Dans ce bilan, le premier paramètre à prendre en compte est l’intégration à l’UE. En effet, ce processus a été dans un premier temps un accélérateur de croissance. L’Estonie affiche en 2005 un taux de croissance de 10,5% en jouant sur l’exportation de nouvelles technologies ce qui lui valait l’appellation du « tigre de la baltique ». C’est ainsi que l’« e-stonie » (Toomas Hendrik Ilves) a vu naître plusieurs entreprises majeurs comme Skype ou Taxify.

Cependant, certains déséquilibres économiques viennent remettre en question ce bilan. La région a été particulièrement touchée par la crise de 2008. Avec une récession frôlant les 15% en 2009, et un taux de chômage qui explose (20%), la Lettonie sort de la crise avec des difficultés économiques plurielles.

À ajouter à cela, des inégalités persistantes au sein de la société lettone avec un coefficient de Gini qui se dégrade d’année en année. Si la situation a eu tendance à s’améliorer, la crise du Covid-19 n’a pas épargné la région baltique.

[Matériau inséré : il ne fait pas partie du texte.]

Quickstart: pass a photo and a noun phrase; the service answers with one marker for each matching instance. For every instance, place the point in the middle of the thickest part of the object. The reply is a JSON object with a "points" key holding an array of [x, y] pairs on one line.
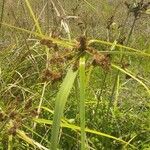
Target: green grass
{"points": [[60, 90]]}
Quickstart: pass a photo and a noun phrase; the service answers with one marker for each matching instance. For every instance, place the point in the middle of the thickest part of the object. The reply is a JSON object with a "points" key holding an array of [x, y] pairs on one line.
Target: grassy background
{"points": [[90, 108]]}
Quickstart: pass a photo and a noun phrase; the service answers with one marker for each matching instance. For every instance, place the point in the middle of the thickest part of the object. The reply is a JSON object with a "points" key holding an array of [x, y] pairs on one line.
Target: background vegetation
{"points": [[74, 74]]}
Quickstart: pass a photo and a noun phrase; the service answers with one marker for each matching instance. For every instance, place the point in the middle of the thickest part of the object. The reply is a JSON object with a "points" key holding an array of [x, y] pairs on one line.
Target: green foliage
{"points": [[74, 75]]}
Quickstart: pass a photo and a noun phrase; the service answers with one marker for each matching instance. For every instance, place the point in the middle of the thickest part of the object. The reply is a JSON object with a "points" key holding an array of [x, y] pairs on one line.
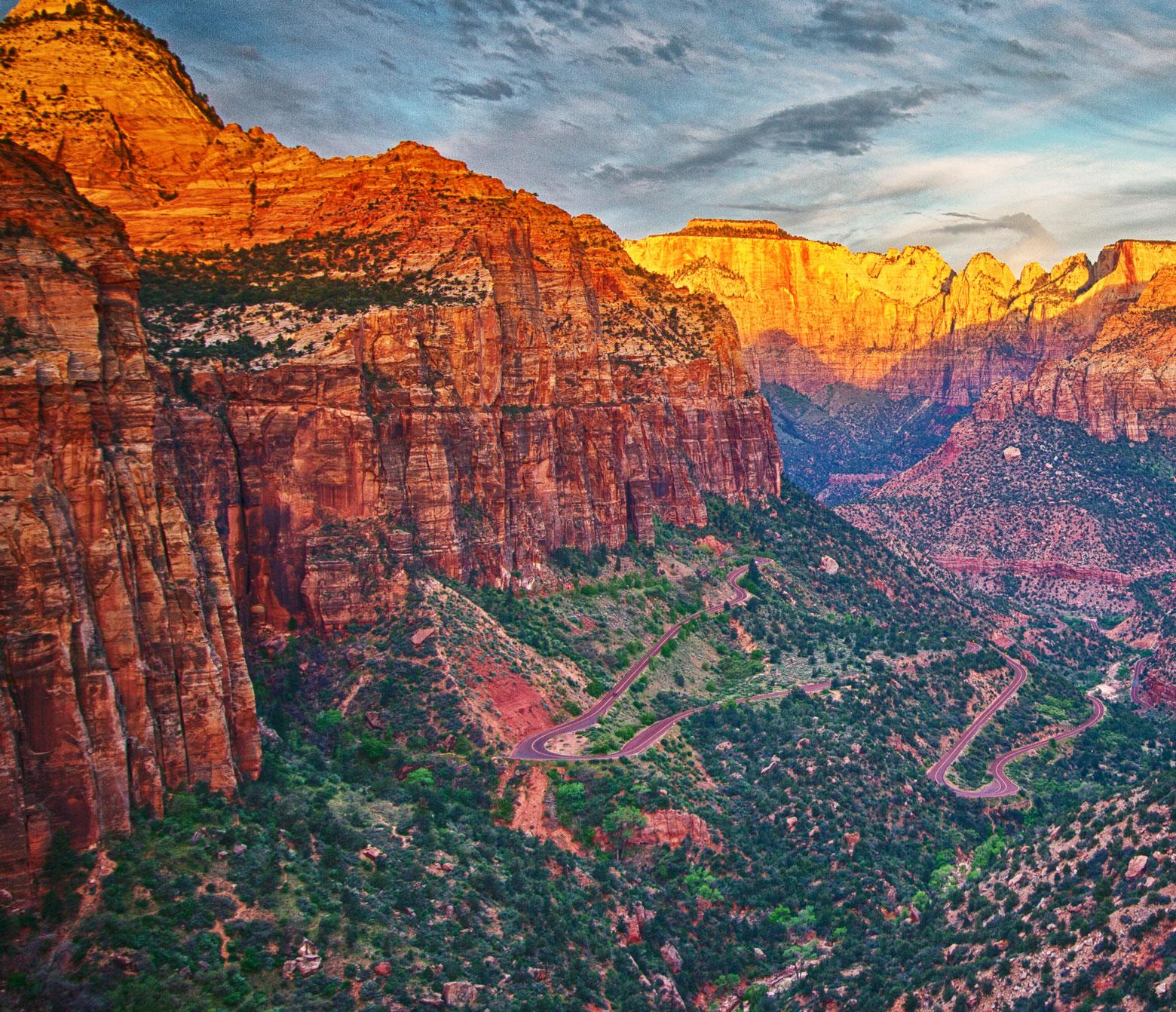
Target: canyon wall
{"points": [[123, 671], [1058, 478], [813, 313], [535, 391], [568, 405]]}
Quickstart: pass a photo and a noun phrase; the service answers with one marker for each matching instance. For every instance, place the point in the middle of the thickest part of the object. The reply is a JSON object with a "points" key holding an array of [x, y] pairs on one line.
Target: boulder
{"points": [[459, 993], [672, 958]]}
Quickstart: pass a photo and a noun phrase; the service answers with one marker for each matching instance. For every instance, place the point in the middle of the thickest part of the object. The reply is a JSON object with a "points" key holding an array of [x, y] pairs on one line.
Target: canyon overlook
{"points": [[123, 661], [519, 382]]}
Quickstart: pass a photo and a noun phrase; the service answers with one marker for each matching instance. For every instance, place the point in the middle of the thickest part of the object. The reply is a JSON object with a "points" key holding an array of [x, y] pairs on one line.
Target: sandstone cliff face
{"points": [[568, 406], [814, 313], [1018, 489], [121, 671], [542, 392], [1125, 382], [126, 147]]}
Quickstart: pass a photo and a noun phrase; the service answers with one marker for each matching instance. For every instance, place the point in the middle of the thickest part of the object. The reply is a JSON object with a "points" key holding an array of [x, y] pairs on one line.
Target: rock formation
{"points": [[537, 391], [123, 667], [813, 313], [1018, 489]]}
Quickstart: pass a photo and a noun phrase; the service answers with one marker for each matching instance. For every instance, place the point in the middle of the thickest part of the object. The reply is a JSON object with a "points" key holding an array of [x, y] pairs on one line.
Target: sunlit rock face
{"points": [[548, 394], [813, 313], [123, 664]]}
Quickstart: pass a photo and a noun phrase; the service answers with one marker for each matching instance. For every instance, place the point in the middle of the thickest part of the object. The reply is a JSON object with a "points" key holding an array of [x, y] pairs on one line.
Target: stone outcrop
{"points": [[813, 313], [673, 827], [1125, 382], [541, 393], [1016, 491], [123, 670]]}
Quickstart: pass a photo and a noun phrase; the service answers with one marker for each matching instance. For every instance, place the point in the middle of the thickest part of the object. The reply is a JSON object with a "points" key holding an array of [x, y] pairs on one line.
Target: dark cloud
{"points": [[867, 29], [492, 90], [634, 56], [1031, 239], [844, 126], [840, 126], [1018, 48], [673, 51]]}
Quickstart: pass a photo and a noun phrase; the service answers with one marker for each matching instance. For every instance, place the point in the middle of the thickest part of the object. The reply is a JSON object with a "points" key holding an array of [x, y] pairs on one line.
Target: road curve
{"points": [[534, 747], [1001, 785], [1138, 682]]}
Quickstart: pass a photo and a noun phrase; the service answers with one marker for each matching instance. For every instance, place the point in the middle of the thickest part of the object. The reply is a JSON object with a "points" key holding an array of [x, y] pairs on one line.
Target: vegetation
{"points": [[381, 833]]}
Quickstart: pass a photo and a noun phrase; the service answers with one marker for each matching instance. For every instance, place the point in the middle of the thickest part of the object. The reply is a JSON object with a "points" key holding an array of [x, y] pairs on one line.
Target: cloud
{"points": [[672, 51], [871, 29], [1033, 241], [844, 126], [492, 90]]}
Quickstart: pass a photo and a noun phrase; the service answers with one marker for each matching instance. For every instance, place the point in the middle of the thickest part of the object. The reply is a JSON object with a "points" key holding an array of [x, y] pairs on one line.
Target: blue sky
{"points": [[1027, 127]]}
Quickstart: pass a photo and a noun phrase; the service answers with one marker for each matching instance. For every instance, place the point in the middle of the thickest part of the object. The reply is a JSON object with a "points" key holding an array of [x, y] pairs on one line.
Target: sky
{"points": [[1023, 127]]}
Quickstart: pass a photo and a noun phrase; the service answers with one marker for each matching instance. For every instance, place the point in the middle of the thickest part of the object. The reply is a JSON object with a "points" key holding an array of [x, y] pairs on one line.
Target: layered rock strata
{"points": [[813, 313], [121, 672]]}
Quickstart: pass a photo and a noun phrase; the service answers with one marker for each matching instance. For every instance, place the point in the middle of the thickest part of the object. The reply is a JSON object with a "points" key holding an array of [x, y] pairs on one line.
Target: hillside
{"points": [[397, 350], [124, 667], [815, 313]]}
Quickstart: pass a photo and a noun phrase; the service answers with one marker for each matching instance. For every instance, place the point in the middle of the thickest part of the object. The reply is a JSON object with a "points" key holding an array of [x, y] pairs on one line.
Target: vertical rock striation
{"points": [[123, 671], [813, 313]]}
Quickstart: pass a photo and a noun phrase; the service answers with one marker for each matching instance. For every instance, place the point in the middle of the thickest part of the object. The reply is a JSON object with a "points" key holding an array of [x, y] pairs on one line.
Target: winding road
{"points": [[1001, 785], [1138, 682], [534, 747]]}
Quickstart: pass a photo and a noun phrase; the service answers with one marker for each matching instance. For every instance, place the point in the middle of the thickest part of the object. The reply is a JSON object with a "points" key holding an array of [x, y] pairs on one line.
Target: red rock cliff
{"points": [[567, 404], [121, 672], [813, 313], [546, 393]]}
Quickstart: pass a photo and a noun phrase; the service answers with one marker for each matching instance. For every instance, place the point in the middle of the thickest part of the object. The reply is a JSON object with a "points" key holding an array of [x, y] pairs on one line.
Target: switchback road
{"points": [[1001, 785], [534, 747]]}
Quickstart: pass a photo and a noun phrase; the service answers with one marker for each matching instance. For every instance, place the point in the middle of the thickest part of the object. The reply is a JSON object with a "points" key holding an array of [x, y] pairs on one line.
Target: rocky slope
{"points": [[1125, 382], [1055, 478], [510, 384], [814, 313], [123, 669]]}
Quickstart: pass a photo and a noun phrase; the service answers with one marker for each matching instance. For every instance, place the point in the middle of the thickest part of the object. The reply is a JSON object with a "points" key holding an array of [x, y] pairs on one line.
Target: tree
{"points": [[621, 824]]}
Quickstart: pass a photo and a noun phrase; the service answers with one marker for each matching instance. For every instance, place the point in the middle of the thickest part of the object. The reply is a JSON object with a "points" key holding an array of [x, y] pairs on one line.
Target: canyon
{"points": [[537, 391], [124, 665], [814, 313]]}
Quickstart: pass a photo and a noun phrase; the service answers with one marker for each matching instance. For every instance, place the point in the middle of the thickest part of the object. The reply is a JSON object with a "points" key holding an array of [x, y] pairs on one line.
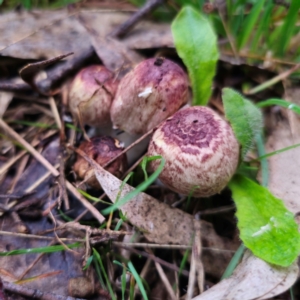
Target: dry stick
{"points": [[198, 253], [152, 257], [61, 126], [53, 171], [54, 75], [39, 237], [34, 293], [168, 246], [35, 261], [272, 81], [164, 278], [143, 274], [136, 17]]}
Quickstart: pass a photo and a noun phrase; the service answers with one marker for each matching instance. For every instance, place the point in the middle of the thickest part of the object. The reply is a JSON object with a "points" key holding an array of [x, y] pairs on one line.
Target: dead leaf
{"points": [[253, 279], [68, 263], [41, 34], [46, 34], [284, 168], [30, 71], [163, 224]]}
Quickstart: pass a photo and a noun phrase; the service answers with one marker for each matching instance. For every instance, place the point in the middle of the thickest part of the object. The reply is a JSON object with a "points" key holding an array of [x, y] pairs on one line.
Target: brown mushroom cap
{"points": [[91, 94], [200, 150], [154, 90], [102, 150]]}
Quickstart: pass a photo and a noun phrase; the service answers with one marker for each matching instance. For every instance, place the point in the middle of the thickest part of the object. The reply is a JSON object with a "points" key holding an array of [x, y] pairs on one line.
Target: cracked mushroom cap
{"points": [[154, 90], [200, 150], [91, 95]]}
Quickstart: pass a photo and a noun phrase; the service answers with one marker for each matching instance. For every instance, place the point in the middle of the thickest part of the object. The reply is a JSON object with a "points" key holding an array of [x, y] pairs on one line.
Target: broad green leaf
{"points": [[266, 227], [196, 44], [244, 117], [280, 102]]}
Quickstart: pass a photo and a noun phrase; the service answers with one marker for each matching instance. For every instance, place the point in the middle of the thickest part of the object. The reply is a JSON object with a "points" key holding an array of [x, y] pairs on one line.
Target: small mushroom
{"points": [[154, 90], [200, 150], [102, 150], [91, 94]]}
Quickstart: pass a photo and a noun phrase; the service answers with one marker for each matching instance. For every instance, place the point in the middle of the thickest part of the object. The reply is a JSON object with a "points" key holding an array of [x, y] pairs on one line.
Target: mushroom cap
{"points": [[200, 150], [154, 90], [91, 94], [102, 150]]}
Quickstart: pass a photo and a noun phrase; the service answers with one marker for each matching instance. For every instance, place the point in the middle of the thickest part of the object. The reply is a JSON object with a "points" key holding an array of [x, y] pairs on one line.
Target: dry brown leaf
{"points": [[47, 34], [163, 224], [113, 53], [69, 264], [41, 34], [5, 99], [253, 279], [284, 168]]}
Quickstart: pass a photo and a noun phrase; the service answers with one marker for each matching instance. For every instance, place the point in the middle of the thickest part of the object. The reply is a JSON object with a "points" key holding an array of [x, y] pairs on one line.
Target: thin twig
{"points": [[52, 169], [164, 278]]}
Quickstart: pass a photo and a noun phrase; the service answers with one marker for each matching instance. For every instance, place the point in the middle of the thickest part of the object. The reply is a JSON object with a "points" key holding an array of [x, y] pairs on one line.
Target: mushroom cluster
{"points": [[199, 147]]}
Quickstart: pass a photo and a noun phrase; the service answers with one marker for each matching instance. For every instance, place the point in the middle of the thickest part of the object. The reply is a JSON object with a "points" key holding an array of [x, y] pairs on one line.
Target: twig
{"points": [[54, 76], [152, 257], [136, 17], [164, 278], [52, 169]]}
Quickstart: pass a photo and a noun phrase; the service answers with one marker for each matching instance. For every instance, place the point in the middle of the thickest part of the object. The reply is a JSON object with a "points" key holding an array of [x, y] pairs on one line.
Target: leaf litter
{"points": [[145, 212]]}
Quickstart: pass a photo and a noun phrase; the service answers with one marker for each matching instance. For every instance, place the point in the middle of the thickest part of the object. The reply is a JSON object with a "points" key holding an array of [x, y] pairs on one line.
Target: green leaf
{"points": [[46, 249], [140, 188], [196, 44], [138, 280], [244, 116], [280, 102], [266, 227]]}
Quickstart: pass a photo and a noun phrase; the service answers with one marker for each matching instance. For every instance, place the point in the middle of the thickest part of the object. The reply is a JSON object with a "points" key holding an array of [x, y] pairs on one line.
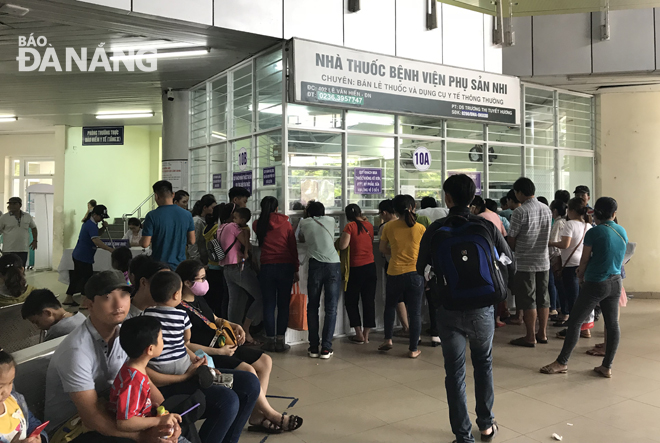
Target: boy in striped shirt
{"points": [[176, 358], [131, 396]]}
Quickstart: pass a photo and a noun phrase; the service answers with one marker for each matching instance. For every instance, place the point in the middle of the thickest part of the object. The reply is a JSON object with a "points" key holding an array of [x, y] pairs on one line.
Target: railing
{"points": [[150, 202]]}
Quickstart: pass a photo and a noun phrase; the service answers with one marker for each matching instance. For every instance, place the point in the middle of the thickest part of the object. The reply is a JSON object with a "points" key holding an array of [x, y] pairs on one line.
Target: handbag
{"points": [[298, 309]]}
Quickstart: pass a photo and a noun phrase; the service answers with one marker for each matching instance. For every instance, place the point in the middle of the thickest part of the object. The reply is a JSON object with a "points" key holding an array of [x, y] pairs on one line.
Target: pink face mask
{"points": [[200, 288]]}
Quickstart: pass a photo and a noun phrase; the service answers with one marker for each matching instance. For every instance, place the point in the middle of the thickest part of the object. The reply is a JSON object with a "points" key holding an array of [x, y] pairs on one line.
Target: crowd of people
{"points": [[176, 328]]}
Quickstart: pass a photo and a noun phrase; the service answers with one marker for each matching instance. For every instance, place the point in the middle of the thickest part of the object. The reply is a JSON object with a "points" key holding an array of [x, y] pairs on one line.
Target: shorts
{"points": [[531, 290], [243, 354]]}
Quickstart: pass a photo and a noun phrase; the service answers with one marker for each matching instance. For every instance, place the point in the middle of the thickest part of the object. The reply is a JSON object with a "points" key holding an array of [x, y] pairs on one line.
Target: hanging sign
{"points": [[243, 180], [368, 181], [269, 176], [422, 159], [103, 135], [217, 181], [352, 79]]}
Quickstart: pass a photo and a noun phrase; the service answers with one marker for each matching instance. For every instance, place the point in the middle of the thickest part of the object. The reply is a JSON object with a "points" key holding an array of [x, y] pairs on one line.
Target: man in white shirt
{"points": [[14, 227]]}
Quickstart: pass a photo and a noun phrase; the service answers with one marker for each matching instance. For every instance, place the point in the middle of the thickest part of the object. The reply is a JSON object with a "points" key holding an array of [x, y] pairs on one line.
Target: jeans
{"points": [[276, 283], [410, 287], [456, 329], [241, 282], [362, 281], [607, 293], [552, 289], [322, 276], [571, 287], [227, 410]]}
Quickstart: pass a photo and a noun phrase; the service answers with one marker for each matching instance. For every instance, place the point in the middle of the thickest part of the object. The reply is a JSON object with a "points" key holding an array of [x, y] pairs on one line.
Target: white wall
{"points": [[393, 27]]}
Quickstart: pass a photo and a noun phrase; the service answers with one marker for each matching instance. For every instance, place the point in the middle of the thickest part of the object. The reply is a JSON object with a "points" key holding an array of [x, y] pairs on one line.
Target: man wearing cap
{"points": [[15, 228], [83, 253], [86, 363]]}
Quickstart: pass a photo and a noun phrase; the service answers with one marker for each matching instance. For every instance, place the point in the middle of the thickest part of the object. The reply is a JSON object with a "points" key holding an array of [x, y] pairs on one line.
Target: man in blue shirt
{"points": [[168, 228]]}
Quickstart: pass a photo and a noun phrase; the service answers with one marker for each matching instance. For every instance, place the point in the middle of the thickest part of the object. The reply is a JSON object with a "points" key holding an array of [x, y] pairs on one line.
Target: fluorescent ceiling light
{"points": [[182, 52], [115, 115]]}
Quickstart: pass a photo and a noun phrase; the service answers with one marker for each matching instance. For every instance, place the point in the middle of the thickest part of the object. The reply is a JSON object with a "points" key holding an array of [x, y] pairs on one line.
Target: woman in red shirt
{"points": [[279, 270], [359, 235]]}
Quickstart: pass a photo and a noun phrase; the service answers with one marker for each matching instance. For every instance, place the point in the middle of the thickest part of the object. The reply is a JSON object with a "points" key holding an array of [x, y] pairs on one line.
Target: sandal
{"points": [[522, 342], [489, 437], [548, 369], [295, 422], [266, 426]]}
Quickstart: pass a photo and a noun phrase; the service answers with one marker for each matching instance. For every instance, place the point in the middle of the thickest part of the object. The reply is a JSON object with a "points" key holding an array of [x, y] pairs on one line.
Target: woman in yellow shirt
{"points": [[400, 239]]}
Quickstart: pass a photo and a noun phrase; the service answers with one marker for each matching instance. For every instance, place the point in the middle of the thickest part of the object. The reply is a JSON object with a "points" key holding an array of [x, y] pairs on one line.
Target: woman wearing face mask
{"points": [[204, 326]]}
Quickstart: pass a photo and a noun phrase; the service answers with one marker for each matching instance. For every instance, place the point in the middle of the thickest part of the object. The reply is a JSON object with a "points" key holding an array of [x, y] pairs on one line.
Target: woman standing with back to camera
{"points": [[279, 270], [403, 281]]}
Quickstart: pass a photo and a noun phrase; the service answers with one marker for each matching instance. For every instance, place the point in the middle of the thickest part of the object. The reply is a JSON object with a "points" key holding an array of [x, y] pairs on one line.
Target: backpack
{"points": [[467, 265], [214, 248]]}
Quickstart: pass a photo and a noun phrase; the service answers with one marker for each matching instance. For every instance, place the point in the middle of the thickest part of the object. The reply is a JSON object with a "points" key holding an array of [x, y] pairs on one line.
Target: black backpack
{"points": [[466, 265]]}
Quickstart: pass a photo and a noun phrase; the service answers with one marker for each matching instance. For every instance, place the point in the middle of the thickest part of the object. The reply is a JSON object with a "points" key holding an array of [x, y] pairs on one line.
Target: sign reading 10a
{"points": [[242, 159], [422, 159]]}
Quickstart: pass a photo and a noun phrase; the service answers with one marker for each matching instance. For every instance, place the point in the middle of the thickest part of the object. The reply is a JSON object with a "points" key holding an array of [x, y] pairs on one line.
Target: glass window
{"points": [[420, 183], [219, 110], [269, 90], [198, 177], [420, 126], [314, 169], [504, 169], [575, 171], [504, 134], [461, 129], [218, 171], [369, 121], [242, 104], [574, 121], [467, 159], [540, 168], [313, 117], [198, 129], [376, 155], [539, 117]]}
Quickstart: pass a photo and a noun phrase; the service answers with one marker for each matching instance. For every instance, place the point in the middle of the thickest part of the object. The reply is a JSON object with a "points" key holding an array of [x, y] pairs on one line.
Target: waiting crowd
{"points": [[169, 337]]}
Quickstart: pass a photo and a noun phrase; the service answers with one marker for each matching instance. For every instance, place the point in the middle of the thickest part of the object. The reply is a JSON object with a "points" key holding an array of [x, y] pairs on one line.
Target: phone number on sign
{"points": [[338, 98]]}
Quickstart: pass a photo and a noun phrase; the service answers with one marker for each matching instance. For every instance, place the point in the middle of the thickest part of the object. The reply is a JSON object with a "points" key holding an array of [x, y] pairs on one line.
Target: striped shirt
{"points": [[530, 226], [130, 395], [173, 323]]}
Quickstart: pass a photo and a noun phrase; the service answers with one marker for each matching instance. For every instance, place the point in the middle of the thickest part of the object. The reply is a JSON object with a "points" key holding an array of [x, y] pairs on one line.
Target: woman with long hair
{"points": [[203, 337], [279, 270], [362, 278], [400, 239], [600, 270], [14, 288]]}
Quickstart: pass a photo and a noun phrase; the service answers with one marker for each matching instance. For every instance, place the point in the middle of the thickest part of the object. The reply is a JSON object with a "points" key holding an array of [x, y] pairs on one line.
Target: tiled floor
{"points": [[363, 396]]}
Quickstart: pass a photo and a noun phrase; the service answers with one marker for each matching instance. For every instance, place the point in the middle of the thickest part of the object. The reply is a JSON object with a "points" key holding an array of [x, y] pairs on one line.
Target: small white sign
{"points": [[242, 159], [422, 159]]}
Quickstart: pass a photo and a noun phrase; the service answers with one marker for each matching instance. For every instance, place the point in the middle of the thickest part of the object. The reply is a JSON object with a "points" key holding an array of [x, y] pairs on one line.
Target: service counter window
{"points": [[315, 169], [504, 168], [540, 168], [464, 158], [198, 173], [269, 90], [425, 180]]}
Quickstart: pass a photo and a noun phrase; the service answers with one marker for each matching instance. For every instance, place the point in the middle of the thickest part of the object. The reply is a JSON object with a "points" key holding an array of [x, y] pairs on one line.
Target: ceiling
{"points": [[523, 8], [43, 99]]}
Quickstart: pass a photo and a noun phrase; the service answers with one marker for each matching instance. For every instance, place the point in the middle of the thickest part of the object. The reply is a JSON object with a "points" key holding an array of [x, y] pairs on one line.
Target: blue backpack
{"points": [[467, 265]]}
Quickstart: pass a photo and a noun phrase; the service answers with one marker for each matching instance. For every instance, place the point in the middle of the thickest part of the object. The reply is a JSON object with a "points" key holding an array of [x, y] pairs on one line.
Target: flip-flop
{"points": [[522, 342], [548, 369], [489, 437]]}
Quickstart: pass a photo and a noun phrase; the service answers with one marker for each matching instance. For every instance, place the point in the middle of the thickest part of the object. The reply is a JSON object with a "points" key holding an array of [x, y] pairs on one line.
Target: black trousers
{"points": [[362, 281], [78, 278]]}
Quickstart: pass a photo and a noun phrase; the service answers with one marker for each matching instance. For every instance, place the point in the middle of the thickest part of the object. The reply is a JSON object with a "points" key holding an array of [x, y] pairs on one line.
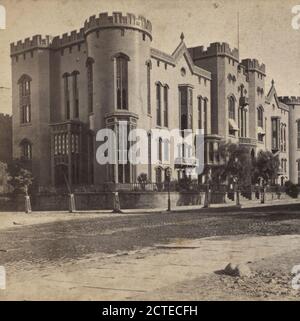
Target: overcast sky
{"points": [[265, 30]]}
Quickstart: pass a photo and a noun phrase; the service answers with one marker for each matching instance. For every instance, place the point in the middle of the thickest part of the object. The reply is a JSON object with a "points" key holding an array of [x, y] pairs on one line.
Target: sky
{"points": [[266, 31]]}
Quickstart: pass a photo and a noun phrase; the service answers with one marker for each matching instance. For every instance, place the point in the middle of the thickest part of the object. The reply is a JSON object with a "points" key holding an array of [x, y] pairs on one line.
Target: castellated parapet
{"points": [[36, 42], [290, 100], [117, 19], [103, 21], [214, 49], [254, 65]]}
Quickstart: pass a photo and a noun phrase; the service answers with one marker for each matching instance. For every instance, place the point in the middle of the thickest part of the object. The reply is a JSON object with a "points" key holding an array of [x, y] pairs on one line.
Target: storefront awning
{"points": [[261, 131], [233, 125]]}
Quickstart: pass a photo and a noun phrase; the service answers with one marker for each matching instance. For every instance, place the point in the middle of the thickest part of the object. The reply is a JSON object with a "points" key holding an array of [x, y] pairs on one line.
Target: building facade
{"points": [[5, 138], [65, 89]]}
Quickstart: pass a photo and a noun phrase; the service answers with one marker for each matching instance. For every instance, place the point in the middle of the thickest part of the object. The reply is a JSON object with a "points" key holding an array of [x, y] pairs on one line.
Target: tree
{"points": [[142, 180], [20, 178], [235, 164], [266, 167]]}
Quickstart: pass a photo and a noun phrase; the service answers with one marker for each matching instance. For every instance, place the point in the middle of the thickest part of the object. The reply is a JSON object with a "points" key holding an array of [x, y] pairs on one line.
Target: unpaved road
{"points": [[153, 256]]}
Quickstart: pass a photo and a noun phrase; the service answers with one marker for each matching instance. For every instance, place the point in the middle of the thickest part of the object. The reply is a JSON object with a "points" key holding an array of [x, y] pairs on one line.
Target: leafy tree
{"points": [[142, 180], [266, 167], [235, 164], [291, 189], [20, 178]]}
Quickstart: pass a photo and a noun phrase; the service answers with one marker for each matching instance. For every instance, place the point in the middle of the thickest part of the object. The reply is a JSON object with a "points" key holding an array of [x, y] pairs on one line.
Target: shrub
{"points": [[291, 189]]}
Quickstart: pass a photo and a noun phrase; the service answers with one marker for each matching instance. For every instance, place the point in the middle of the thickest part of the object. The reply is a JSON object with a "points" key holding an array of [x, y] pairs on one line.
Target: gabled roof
{"points": [[173, 59], [272, 93]]}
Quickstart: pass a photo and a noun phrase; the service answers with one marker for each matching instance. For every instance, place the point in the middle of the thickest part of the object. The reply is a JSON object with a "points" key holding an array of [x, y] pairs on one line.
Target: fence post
{"points": [[116, 203], [71, 203], [262, 200], [237, 192], [207, 196]]}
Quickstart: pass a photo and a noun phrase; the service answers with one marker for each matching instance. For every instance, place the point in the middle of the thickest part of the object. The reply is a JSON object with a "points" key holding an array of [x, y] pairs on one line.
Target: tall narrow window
{"points": [[205, 115], [298, 134], [158, 104], [67, 95], [75, 94], [25, 99], [231, 108], [275, 133], [200, 112], [284, 138], [186, 107], [26, 150], [148, 65], [122, 81], [166, 106], [260, 117], [90, 84], [160, 149]]}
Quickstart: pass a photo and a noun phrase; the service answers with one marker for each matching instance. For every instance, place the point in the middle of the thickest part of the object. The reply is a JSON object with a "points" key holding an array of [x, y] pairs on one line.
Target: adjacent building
{"points": [[67, 88]]}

Les taux de croissance ont en effet à nouveau chutés. Par ailleurs, l’éloignement géographique avec le cœur européen semble se conjuguer avec une distance en termes d’initiatives. Leur poids démographique et économique au sein de l’Europe reste assez faible.

Conclusion

Penser cette région sans son histoire semble impossible, tant la question de l’identité demeure un enjeu crucial pour ces nations. Leur histoire, si elle varie selon ces trois pays, définit en grande partie leur vision vis-à-vis de la Russie. La coopération régionale, aujourd’hui restreinte semble être le défi majeur pour arriver à arrimer ces pays au navire européen, une stratégie inaugurée par la création en 1992 du Conseil des Etats de la mer baltique (B7).